You can throw your bowl into the fridge if you fear that your mixture has become too warm. Otherwise, once the buttermilk, butter, and dry ingredients are combined, it’s time to turn them out onto a floured surface. With your hands, you are going to want to flatten the mass of dough, fold it over on itself, flatten it and fold it over on itself. Now, if you look at the dough, you can actually see the folds you’ve made for each step.
It’s time to add Wild Maine Blueberries, which have been sitting out on a paper towel to take some excess moisture out of them. The dough will be folded over 3 times, combined with the kneading you’ve just done, this will result in many layers of blueberries and a perfect flakiness.
Bring out your rolling pin for the final stages of flattening. Your dough should resemble a square or rectangle. First tamp down the dough with your rolling pin to get it somewhat flat, and then roll away from you, getting the dough between 1 and 1.5 inches thick, and a rectangular shape. Once you have a uniform height, sprinkle 1/3 of the blueberries on half of the dough, and fold it over on itself. Blueberries are going to roll out, this is normal, and you are going to lose some blueberries in this process.
Now, rotate the dough a quarter turn, so that the crease where you folded the dough is now to either side of you. Roll the dough away from you, again forming a rectangle until you get the dough a uniform height – between 1 1/4 and 1 1/2 inches thick. Again, sprinkle ⅓ of the berries on half of the rectangle, and fold it over on itself. You are ready for your final fold. Rotate the dough a quarter turn, so that the crease where you folded the dough is now to either side of you. Roll the dough away from you, again forming a rectangle until you get the dough a uniform height – between 1 1/4 and 1 1/2 inches thick. Again, sprinkle ⅓ of the berries on half of the rectangle, and fold it over on itself. You are going to see all sorts of blue colors leaking through now! You are going to roll your dough out, again to between 1 1/4 inch and 1 1/2 inches.
Put parchment paper down or a baking mat on a cookie sheet, using a 3” cookie or biscuit cutter (or a glass with a 3 inch opening – not optimal, since you’ll inevitably have to squeeze some of the biscuits out, but will do in a pinch), cut as many biscuits as you can from your rectangle. I try to get 10 or 11. With your remaining dough, you can form a hand biscuit, or do a few small drop biscuits. The Wild Blueberries make it hard to re-roll the dough, so any shape that works for you is still going to be delicious.

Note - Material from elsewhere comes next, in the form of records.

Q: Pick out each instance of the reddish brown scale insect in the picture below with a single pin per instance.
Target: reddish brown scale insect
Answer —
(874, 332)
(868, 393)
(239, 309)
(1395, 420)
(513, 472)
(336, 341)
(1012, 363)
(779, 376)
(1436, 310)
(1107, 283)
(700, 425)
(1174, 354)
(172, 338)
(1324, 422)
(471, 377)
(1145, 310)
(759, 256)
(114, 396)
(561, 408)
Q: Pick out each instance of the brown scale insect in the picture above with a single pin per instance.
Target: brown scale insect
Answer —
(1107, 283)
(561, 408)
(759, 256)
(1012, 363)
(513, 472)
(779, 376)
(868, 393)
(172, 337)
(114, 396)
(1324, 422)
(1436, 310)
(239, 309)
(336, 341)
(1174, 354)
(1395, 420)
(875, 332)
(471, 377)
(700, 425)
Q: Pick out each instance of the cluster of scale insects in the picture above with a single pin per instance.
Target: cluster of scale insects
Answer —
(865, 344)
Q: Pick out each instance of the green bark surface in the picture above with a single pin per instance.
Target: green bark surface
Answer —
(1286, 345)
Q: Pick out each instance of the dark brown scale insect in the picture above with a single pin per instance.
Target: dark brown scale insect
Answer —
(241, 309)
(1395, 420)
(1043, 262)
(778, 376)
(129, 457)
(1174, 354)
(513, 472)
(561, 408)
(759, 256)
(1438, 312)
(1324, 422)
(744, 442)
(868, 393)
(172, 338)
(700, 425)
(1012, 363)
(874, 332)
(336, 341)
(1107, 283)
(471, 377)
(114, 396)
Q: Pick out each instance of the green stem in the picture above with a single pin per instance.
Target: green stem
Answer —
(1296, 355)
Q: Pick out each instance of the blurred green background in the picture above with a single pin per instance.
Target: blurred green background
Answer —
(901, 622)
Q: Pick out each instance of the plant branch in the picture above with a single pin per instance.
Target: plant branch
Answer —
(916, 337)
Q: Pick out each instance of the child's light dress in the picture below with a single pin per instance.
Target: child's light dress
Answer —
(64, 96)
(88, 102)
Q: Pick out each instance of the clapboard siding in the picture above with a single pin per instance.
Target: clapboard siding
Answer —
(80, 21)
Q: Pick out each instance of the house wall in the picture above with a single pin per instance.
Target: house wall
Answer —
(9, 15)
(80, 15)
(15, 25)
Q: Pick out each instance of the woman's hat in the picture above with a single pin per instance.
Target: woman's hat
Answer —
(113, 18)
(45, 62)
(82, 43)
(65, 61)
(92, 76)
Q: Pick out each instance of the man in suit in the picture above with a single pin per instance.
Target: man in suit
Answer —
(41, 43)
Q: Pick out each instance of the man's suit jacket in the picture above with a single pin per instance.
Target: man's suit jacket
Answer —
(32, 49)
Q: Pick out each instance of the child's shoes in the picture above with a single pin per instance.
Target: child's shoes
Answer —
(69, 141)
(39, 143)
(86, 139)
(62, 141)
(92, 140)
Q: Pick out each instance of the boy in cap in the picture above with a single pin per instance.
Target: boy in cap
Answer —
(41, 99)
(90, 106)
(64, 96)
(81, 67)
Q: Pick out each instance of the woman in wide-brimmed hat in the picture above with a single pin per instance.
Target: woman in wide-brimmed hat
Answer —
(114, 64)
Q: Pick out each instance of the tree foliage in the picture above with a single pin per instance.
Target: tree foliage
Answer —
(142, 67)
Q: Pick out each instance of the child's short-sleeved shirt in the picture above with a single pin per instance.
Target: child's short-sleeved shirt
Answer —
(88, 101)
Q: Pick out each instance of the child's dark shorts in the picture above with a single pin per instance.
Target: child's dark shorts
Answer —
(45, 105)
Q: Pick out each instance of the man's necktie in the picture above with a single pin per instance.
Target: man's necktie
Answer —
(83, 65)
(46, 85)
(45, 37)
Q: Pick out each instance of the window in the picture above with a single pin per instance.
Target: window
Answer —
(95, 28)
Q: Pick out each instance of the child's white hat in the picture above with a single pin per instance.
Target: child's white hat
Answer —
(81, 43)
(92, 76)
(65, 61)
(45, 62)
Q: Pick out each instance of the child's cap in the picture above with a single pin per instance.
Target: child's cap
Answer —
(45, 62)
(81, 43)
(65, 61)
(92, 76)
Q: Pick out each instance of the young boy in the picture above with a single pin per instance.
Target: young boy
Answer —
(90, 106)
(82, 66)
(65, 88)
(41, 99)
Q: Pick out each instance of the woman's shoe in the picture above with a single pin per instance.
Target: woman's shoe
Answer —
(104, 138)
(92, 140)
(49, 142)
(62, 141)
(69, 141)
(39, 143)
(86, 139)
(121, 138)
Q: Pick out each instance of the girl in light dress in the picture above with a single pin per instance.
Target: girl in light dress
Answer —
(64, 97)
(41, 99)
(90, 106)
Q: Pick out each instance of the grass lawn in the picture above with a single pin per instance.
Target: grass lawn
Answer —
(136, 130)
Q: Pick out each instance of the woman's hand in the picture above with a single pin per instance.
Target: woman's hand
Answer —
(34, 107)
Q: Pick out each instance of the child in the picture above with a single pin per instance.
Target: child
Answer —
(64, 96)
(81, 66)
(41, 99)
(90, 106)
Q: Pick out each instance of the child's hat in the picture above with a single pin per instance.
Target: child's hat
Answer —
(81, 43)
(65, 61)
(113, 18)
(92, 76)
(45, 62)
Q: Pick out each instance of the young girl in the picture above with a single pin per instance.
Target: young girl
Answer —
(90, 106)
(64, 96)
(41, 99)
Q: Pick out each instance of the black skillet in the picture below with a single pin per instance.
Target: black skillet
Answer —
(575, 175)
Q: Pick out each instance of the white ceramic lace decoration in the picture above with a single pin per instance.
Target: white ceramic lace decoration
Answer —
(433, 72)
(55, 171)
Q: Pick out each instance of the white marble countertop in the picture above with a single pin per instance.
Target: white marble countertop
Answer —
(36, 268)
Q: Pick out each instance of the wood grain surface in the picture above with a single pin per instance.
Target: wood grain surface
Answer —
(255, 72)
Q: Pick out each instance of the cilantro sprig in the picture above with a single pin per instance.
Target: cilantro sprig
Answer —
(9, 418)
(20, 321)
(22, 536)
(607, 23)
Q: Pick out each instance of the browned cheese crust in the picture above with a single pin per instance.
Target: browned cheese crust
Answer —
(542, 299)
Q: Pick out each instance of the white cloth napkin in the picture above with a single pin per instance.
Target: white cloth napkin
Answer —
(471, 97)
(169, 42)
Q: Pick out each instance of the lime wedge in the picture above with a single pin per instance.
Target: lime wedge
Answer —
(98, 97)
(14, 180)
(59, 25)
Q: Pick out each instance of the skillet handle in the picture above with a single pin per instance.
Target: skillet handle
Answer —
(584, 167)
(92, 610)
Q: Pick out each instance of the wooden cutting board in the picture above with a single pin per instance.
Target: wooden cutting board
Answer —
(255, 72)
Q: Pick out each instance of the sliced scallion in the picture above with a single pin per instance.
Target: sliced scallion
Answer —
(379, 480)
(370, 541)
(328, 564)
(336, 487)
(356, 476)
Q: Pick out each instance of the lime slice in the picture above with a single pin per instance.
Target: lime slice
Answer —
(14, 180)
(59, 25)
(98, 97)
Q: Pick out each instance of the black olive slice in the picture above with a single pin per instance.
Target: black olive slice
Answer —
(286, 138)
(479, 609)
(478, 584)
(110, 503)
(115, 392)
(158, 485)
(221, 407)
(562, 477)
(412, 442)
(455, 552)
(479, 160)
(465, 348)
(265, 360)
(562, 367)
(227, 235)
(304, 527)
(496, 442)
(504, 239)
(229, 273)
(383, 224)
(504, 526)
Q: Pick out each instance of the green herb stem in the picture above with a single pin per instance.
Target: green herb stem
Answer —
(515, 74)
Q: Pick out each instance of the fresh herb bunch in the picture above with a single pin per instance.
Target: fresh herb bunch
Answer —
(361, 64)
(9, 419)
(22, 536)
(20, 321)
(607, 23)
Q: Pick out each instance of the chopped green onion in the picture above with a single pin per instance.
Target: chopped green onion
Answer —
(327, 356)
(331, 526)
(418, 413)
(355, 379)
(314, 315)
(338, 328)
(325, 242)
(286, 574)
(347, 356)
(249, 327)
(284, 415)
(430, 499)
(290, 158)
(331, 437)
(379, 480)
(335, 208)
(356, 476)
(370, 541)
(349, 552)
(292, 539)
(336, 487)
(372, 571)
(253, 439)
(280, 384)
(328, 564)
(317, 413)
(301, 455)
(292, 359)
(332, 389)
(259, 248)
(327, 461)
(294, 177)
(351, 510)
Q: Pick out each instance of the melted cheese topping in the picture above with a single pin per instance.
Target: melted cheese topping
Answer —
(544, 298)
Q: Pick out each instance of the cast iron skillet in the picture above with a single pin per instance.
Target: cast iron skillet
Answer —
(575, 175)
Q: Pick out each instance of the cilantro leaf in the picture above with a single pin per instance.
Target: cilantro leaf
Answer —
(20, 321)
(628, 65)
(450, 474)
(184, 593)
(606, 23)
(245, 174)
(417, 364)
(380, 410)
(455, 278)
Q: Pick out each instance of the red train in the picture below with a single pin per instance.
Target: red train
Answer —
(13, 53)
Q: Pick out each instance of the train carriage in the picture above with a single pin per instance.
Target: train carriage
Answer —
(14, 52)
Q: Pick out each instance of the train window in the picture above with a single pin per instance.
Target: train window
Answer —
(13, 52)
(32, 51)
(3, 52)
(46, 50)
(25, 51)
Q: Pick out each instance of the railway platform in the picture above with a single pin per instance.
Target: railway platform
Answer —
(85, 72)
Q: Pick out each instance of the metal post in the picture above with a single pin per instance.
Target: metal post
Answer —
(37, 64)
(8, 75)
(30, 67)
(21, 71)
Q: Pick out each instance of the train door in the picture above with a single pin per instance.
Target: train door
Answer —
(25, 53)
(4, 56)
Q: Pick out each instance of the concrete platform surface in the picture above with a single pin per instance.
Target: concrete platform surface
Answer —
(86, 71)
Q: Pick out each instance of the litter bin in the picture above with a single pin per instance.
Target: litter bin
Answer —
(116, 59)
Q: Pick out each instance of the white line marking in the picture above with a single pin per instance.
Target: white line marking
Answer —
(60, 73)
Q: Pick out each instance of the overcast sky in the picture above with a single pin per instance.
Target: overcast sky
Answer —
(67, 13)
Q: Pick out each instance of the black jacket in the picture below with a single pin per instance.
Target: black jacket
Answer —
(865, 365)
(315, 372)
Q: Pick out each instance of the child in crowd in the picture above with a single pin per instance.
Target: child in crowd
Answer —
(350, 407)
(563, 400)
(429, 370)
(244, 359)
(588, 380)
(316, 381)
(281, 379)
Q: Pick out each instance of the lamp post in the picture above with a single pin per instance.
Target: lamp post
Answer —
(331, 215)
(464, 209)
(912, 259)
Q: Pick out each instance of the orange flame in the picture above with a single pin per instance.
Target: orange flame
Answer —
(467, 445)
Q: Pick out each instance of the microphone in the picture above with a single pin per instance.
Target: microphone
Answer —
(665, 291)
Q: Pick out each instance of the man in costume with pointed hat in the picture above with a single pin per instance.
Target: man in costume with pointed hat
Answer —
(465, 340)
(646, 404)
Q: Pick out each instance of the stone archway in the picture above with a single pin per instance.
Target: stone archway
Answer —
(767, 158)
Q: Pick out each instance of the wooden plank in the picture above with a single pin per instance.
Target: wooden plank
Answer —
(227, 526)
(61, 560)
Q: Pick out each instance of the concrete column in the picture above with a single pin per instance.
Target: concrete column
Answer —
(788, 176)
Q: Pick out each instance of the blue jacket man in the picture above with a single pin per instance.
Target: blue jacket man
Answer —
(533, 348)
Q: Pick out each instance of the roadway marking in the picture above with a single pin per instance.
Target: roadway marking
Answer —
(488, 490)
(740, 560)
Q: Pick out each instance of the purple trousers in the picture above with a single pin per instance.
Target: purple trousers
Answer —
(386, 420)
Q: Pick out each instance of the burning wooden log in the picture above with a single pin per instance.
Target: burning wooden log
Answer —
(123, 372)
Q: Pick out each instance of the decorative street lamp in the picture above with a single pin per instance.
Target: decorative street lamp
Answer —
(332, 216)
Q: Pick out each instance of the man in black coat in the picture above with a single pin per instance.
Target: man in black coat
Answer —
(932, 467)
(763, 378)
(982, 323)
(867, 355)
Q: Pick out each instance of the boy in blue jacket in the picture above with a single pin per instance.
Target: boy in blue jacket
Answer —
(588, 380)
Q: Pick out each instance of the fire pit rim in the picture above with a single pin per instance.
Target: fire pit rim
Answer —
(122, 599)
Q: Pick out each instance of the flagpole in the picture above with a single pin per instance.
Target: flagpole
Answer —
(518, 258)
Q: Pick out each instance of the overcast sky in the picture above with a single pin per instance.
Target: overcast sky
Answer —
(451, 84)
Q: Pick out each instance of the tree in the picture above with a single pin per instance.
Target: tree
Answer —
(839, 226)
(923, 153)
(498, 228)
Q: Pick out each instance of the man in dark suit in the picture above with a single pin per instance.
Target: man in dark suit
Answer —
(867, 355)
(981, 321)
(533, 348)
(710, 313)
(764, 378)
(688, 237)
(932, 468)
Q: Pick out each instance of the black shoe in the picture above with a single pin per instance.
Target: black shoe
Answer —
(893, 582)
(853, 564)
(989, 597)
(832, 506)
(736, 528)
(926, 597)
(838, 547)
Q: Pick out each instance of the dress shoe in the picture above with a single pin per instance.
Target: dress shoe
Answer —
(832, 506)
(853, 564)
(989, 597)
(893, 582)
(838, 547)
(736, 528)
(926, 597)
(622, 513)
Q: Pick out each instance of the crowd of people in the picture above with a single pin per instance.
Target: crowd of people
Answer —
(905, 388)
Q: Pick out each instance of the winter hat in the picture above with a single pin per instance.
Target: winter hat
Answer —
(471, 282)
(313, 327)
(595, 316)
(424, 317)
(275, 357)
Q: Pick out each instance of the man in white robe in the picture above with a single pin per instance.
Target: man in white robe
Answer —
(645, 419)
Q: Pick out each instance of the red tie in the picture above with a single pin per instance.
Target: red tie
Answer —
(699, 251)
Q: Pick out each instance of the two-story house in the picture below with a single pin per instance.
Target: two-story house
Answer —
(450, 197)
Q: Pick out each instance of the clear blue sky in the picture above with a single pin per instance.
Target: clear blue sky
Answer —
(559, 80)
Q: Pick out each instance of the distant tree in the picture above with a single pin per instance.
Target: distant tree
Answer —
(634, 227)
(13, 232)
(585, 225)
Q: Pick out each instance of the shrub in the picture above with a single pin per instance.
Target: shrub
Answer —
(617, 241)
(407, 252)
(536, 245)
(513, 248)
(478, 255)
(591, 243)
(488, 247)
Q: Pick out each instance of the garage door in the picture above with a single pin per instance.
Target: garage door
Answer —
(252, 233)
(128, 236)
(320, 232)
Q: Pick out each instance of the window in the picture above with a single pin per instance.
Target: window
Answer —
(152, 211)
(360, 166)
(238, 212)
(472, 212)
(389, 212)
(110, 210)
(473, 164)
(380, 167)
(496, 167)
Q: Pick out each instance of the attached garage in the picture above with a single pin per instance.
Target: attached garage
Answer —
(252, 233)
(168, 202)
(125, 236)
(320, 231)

These babies aren’t quite ready to go in the oven! Throw them in your freezer or fridge just to cool them down one more time – for about 10-15 minutes. Once chilled, they are almost ready in the oven. Here, spread room temperature butter, and then pop them in the oven. Set your timer for 15 minutes, and then check on them. You want them to be golden brown, and there is a pretty nice window here, so depending on your oven temps, they may need up to 20 minutes.
When you read this, it may sound like a lot, but the results are worth it. The biscuits are show stoppers, but unlike many beautiful breads, these only take a few kitchen staples and an hour of time to make.